「美人魚屋」という言葉への戸惑いと、YouTubeへの決意

森朝奈
アラスカにて岩アイナメを抱えて

── 葛藤を経て、現在は後継者を支援する「跡取会」も発足されていますね。

 

森さん:家族経営の後継者は、周囲の期待と遠慮の間で板挟みになり、孤独になりがちです。私自身、「良い跡取り」でいようとするあまり、父や現場の意見・希望を優先し、自分が本来していかなければならない決断を先送りしてしまった時期がありました。だからこそ跡取会は、成功例だけでなく失敗談や葛藤も率直に共有し、各自が自分の経営の軸を見つける「対話の場」にしています。

 

跡取りは選ばれた存在ではなく、「毎日選び続ける人」です。先代を否定せず、自分の代で何を残すのか。迷いながら進む姿勢そのものが、会社の物語となり、次の世代へのバトンになると信じています。

 

── メディアでは「魚屋の跡取り娘」として注目されましたが、容姿ばかりに焦点が当てられることへの抵抗もあったそうですね。

 

森さん:最初のうちは店の宣伝をしなければという気持ちで、とにかく必死にすべてのオファーを受けていました。お店は順調にたくさんのひとに知っていただけましたし、社内は喜んでいました。

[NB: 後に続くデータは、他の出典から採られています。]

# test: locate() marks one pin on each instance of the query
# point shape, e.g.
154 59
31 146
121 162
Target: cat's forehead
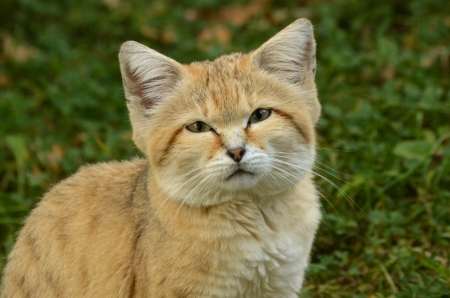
223 88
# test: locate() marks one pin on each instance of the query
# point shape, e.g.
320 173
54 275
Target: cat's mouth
239 173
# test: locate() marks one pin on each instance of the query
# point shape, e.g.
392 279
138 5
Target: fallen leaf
20 53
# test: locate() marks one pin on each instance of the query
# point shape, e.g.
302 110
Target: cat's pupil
259 114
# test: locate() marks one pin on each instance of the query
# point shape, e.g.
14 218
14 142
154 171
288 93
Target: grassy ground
383 78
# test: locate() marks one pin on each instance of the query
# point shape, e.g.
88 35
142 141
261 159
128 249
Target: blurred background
383 78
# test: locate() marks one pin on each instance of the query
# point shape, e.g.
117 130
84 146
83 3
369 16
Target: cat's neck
238 215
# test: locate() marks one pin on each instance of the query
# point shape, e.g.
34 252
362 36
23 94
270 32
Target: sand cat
223 205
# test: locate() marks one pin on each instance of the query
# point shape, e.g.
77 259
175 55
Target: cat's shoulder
101 180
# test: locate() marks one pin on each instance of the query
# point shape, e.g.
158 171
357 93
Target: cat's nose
236 154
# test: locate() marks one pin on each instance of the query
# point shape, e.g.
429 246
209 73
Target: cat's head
241 124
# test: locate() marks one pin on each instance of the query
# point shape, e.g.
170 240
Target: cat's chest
268 258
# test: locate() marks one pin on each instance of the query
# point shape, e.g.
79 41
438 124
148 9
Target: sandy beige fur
180 223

ただわたし個人としては、インタビューで水産課題であったり、自分たちが魚を扱っている想いやいままでのプロセスを語っても存分に伝えられず、「美人魚屋」「看板娘」といった切り取られ方をして露出されてしまうことに、次第に疑問をもっていったんです。見た目についてジャッジされたり、SNSでの誹謗中傷やストーカー被害といったトラブルにも直面しました。

 

── それが、このあとYouTubeを始めた理由のひとつに?

 

森さん:はい。切り取られた枠でしか発信できないのは、本来伝えたいことのギャップが生まれると感じたことから、自分本来の言葉で、自分の責任で発信できる自社のメディア媒体を持ちたいと思ったんです。

 

── 最近の動画では、水産業の社会課題など、かなり踏み込んだ発信もされています。 

 

森さん:現場で働くほどに、資源枯渇や後継者不足の深刻さを痛感します。漁師さんの思いや背景にあるストーリーを消費者に届ける「伝承」こそが、魚屋の本来のあり方ではないか。YouTubeを通じて一次産業のリアルを届け、誰かの意識を変えることが業界全体の力になる。自分のやりたかったことが、ようやく形になり始めた実感を抱いています。

 

 

周囲の期待に応えることと、自分の正義を貫くこと。 その狭間で「正解のない孤独」に震えた経験が、あなたにも一度はあるはずです。 誰もジャッジしてくれない場所で、それでもあなたが「今日この役割を生きる」と選び続ける理由。その覚悟の裏側にある、あなただけの葛藤はどこに向かっていますか。